Nous ne fréquentions point M. Courtois, bien entendu, les deux notaires vivant à couteaux tirés; et il était une des rares personnes que l'on ne rencontrât chez les Plancoulaine qu'au 1er janvier. C'est qu'ayant été autrefois leur notaire, il avait été supplanté par mon père dans cette qualité avantageuse. A l'écart des Plancoulaine, M. Courtois ne pouvait voir beaucoup de monde à Beaumont. Sa clientèle était rurale; il possédait des propriétés et jouait au gentilhomme campagnard.

M. Courtois avait deux enfants jumeaux, de mon âge. Quand nous nous croisions dans la ville, les jumeaux et moi, nous ne manquions pas de nous toiser, du chapeau à la chaussure, comme des femmes. Huit fois sur dix, à la suite de cet examen, les jumeaux échangeaient une réflexion qui les faisait rire, et je rougissais. J'eusse été fier vis-à-vis d'eux, cependant, à cause de l'étude de mon père, qui passait pour supérieure à l'étude Courtois; mais j'étais seul: ils étaient deux; de plus, ils montaient à cheval.

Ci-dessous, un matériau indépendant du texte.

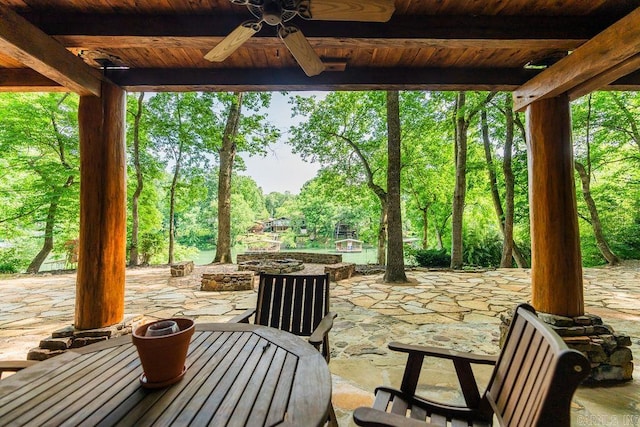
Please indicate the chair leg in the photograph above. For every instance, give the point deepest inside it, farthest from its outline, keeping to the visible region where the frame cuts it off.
(332, 421)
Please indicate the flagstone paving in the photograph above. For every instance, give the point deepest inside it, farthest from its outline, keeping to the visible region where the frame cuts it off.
(439, 308)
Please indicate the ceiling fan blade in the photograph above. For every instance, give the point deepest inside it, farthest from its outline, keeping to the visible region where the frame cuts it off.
(233, 41)
(301, 50)
(351, 10)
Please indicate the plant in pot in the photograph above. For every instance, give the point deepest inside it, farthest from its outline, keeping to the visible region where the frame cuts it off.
(162, 347)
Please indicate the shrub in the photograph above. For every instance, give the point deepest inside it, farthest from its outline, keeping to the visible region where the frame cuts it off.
(7, 268)
(482, 250)
(432, 258)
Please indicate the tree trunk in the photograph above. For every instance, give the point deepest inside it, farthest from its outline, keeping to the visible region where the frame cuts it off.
(47, 245)
(382, 235)
(461, 181)
(425, 227)
(505, 219)
(556, 268)
(227, 156)
(382, 196)
(103, 210)
(601, 240)
(174, 186)
(508, 248)
(394, 272)
(440, 244)
(172, 212)
(135, 220)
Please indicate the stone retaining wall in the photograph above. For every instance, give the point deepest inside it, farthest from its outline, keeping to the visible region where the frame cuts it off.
(306, 257)
(608, 352)
(227, 281)
(68, 337)
(340, 271)
(181, 269)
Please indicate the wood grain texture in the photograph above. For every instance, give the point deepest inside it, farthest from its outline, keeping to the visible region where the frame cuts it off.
(601, 80)
(302, 51)
(352, 10)
(101, 264)
(603, 52)
(556, 268)
(237, 375)
(28, 44)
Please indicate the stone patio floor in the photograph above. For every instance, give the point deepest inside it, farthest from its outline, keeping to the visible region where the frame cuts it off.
(460, 310)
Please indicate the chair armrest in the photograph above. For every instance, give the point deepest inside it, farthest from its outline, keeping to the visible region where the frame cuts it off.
(322, 329)
(444, 353)
(244, 317)
(374, 418)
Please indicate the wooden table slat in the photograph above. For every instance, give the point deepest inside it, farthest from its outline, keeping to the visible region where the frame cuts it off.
(144, 402)
(262, 350)
(265, 396)
(224, 383)
(267, 364)
(96, 410)
(41, 389)
(282, 392)
(94, 390)
(196, 375)
(83, 388)
(237, 374)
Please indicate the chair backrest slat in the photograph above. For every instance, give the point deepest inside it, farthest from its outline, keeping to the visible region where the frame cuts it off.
(293, 303)
(535, 376)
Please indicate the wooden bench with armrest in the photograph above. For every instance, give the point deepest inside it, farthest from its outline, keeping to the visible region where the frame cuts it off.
(532, 383)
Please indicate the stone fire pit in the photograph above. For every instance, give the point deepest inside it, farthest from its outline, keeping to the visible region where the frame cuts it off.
(276, 266)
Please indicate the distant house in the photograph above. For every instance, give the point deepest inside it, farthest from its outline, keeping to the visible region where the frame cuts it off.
(343, 230)
(413, 242)
(277, 225)
(263, 245)
(348, 245)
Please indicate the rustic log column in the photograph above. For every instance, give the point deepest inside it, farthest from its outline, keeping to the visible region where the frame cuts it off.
(101, 262)
(556, 267)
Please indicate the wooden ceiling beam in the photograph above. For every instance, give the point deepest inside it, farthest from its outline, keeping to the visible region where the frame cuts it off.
(27, 80)
(163, 31)
(624, 68)
(606, 57)
(138, 80)
(27, 44)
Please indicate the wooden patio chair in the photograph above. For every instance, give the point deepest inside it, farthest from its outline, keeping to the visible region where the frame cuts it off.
(532, 383)
(299, 305)
(14, 365)
(296, 304)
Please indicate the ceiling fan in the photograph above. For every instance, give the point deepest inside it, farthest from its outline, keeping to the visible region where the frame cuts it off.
(278, 13)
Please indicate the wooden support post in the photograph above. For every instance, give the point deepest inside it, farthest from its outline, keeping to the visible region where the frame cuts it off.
(101, 262)
(556, 263)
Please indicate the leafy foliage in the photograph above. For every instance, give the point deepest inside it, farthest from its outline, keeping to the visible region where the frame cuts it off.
(431, 257)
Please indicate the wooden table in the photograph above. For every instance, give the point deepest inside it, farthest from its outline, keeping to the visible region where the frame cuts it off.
(237, 375)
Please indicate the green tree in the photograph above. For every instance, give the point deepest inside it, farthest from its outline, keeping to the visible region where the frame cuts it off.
(180, 128)
(463, 116)
(394, 273)
(250, 133)
(346, 132)
(39, 142)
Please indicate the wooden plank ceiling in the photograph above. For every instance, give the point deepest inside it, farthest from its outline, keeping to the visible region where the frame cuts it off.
(427, 44)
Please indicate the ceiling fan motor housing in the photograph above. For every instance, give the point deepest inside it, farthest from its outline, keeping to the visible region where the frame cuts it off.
(275, 12)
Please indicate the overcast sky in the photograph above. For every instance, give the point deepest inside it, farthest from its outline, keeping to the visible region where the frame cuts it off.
(280, 170)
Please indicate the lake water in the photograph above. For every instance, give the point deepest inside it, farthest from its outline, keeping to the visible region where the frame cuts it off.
(367, 256)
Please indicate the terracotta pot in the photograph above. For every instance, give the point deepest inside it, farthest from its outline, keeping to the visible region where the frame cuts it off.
(163, 356)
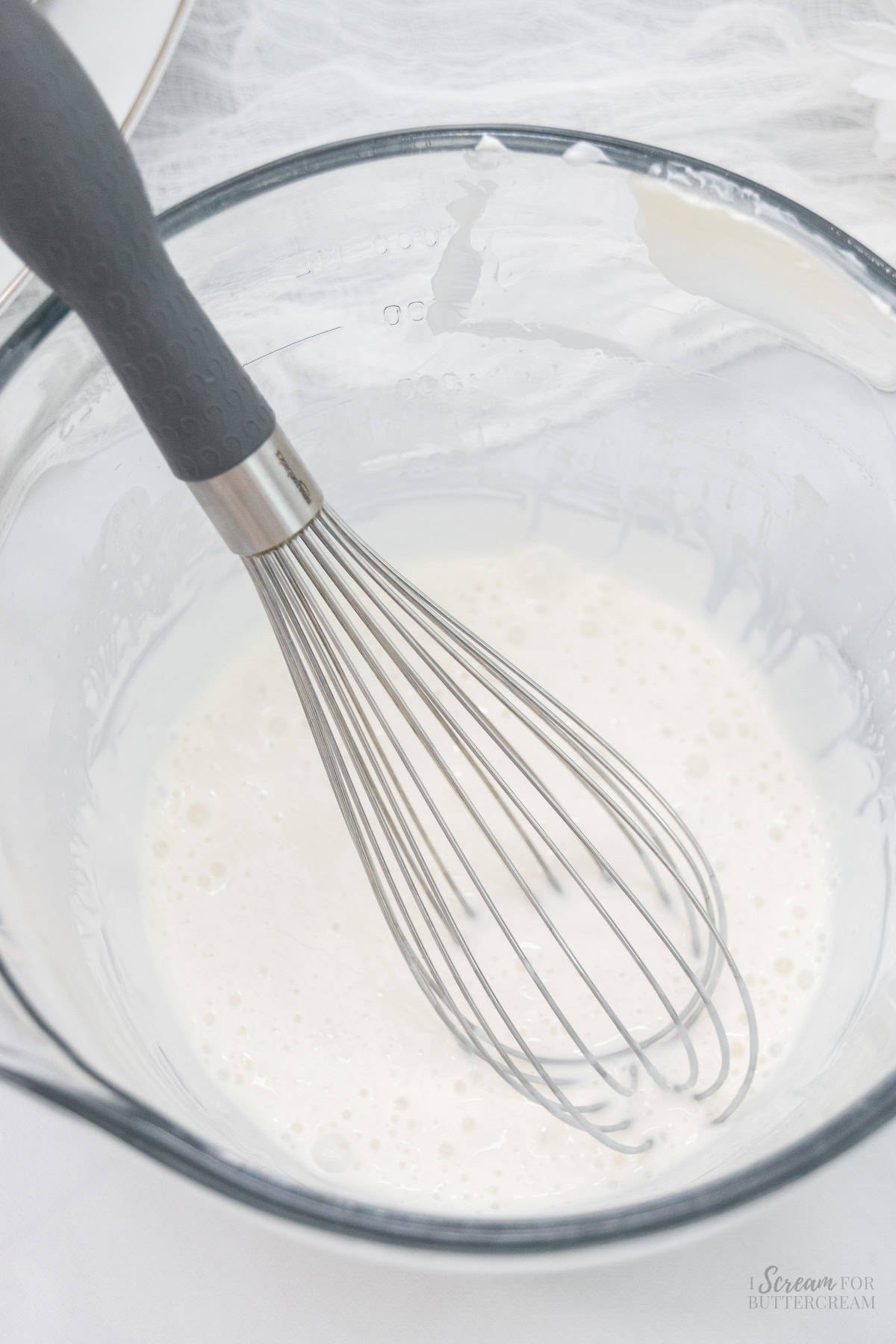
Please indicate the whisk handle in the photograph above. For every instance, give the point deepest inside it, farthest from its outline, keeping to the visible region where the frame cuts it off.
(75, 211)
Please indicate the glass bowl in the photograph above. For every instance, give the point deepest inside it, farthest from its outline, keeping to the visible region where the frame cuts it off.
(521, 319)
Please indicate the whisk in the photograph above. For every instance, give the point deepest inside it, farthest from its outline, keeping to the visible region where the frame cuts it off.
(556, 913)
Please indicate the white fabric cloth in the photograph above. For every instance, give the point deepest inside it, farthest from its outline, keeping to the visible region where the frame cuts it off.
(800, 94)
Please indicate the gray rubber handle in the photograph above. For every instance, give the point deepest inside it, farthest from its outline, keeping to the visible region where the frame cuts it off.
(74, 208)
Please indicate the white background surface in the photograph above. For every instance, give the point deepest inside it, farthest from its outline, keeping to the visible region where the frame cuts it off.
(99, 1243)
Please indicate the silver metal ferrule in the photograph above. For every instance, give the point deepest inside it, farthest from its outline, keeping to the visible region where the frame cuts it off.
(264, 500)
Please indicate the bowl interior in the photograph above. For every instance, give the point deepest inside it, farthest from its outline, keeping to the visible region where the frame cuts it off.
(512, 336)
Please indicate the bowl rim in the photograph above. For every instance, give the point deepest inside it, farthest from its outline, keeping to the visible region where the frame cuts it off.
(124, 1116)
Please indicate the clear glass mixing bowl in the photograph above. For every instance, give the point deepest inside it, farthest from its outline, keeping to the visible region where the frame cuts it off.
(438, 315)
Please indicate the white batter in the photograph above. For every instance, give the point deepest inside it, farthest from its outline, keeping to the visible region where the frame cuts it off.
(284, 971)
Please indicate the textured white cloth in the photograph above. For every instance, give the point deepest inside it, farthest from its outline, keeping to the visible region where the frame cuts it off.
(800, 94)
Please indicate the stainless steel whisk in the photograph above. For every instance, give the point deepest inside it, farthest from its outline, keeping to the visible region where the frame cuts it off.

Il paraît que M. Courtois était précisément dans sa cour au moment où nous passâmes, ce jour-là. Mon père le dit à sa femme, avec mystère, quatre pas plus loin. Il n'avait pourtant pas tourné la tête, mais il avait vu son ennemi. Je surpris ses paroles, et d'un mouvement involontaire, je me jetai en arrière pour voir la porte par où mon père avait vu M. Courtois sans remuer la tête. J'aperçus alors mon grand-père et ma grand'mère, demeurés derrière nous. Grand'mère se composait, elle aussi, une figure, par solidarité de famille, en passant devant la maison Courtois: elle abaissait les coins de la bouche et, raidissant la taille, portait l'œil à quinze pas. Mais mon grand-père était bien avec tout le monde; il ne se gêna point pour regarder dans la cour, et il allongea un grand coup de chapeau à M. Courtois. Mon père disait en ce moment à sa femme:

—Je l'ai vu, comme je te vois, dans sa cour: il mettait ses gants.

—Non?…

—Il mettait ses gants!… J'ai été prévenu par lettre anonyme: nous allons nous rencontrer là-bas nez à nez.

—Ah! c'est donc cela!… Tu ne pouvais pas parler plus tôt?…

—Je ne croyais pas; j'attendais des preuves… Il met ses gants, je l'ai vu; nous l'avons sur les talons. S'il va chez les Plancoulaine aujourd'hui, c'est qu'il y est convoqué; s'il y est convoqué, c'est qu'on me nargue. Ma petite, il n'y a pas à se le dissimuler, nous faisons aujourd'hui notre dernière visite aux Plancoulaine.

—Oh! tu te laisses monter la tête: tu crois ce que t'a dit ta belle-mère!…

—Toute la ville le sait déjà!… Tu ne lis donc pas sur les figures?